I have very fond memories of finding our companion pieces for this publication. If you’ve never seen Audubon’s prints in Birds of America, treat yourself to this video we included in our homepage triptych. Here’s an article we considered using, that includes another great (much shorter) video about a ritual page-turning of one of these books held currently at Bowdoin College in Maine—I love this video so much, but we couldn’t resist the previous one because of the absolute feast of prints included.

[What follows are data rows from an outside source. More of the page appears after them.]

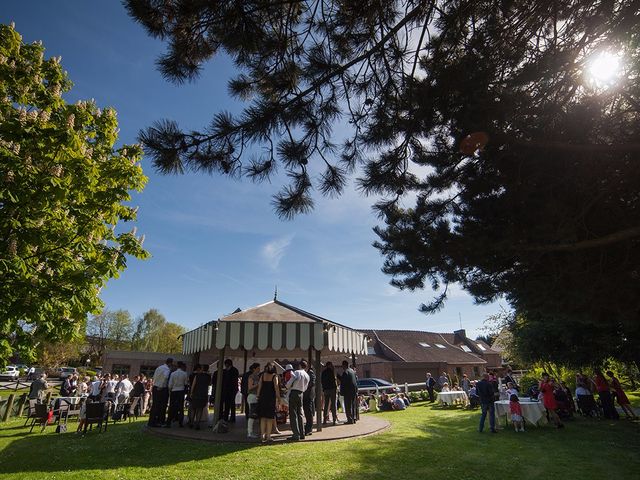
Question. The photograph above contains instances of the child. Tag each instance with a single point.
(516, 413)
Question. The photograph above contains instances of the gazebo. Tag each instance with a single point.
(269, 330)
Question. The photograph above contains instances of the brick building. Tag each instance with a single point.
(134, 363)
(406, 355)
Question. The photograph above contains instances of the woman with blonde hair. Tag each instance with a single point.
(268, 397)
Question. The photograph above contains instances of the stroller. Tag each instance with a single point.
(588, 406)
(564, 409)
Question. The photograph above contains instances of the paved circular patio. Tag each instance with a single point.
(368, 424)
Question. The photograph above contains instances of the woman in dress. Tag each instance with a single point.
(623, 401)
(268, 397)
(547, 386)
(200, 395)
(604, 392)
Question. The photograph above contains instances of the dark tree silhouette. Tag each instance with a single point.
(498, 163)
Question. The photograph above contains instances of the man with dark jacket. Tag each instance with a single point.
(484, 389)
(329, 386)
(230, 376)
(349, 390)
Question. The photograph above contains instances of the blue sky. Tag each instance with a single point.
(216, 243)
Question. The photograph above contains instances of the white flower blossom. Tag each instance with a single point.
(22, 116)
(13, 246)
(56, 170)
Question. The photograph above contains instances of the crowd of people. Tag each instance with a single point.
(267, 396)
(556, 397)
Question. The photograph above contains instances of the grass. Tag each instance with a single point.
(423, 442)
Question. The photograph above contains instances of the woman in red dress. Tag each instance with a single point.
(604, 392)
(547, 387)
(623, 401)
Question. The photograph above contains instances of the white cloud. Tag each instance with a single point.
(273, 251)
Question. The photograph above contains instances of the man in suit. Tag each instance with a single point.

And here’s a special offering from our Suzanne Farrell Smith, the WWR team’s sweetest voice. I mean that literally, as you’ll discover if you listen to this personal recording (using just her cell phone), of one of her favorite bedtime lullabies for her boys, “Memorial Song.” As a companion to “Avian Elegies” we used Patti Smith’s version, because its sad-sweet inspiration, the death of Smith’s close friend, seemed like the appropriate context. But we gave Suzanne’s rendition a shot, because we love her voice as accompaniment to this piece that reads so much like a song, and we hankered for that raw immediacy of a personal, unadulterated recording. It wasn’t dark, we realized, and this piece, as I’ve been saying, demanded dark. So we went with Patti, but Cheryl and I dined on Suzanne’s recording for a few days, and I still hold it in my heart. Thank you, Suzanne, for letting me post it here.
Thanks again to Shannon Bowring for letting us showcase her work. Work that, as it happens, was selected for The Best Small Fictions 2021 anthology, out NOW from Sonder Press. Congratulations, Shannon!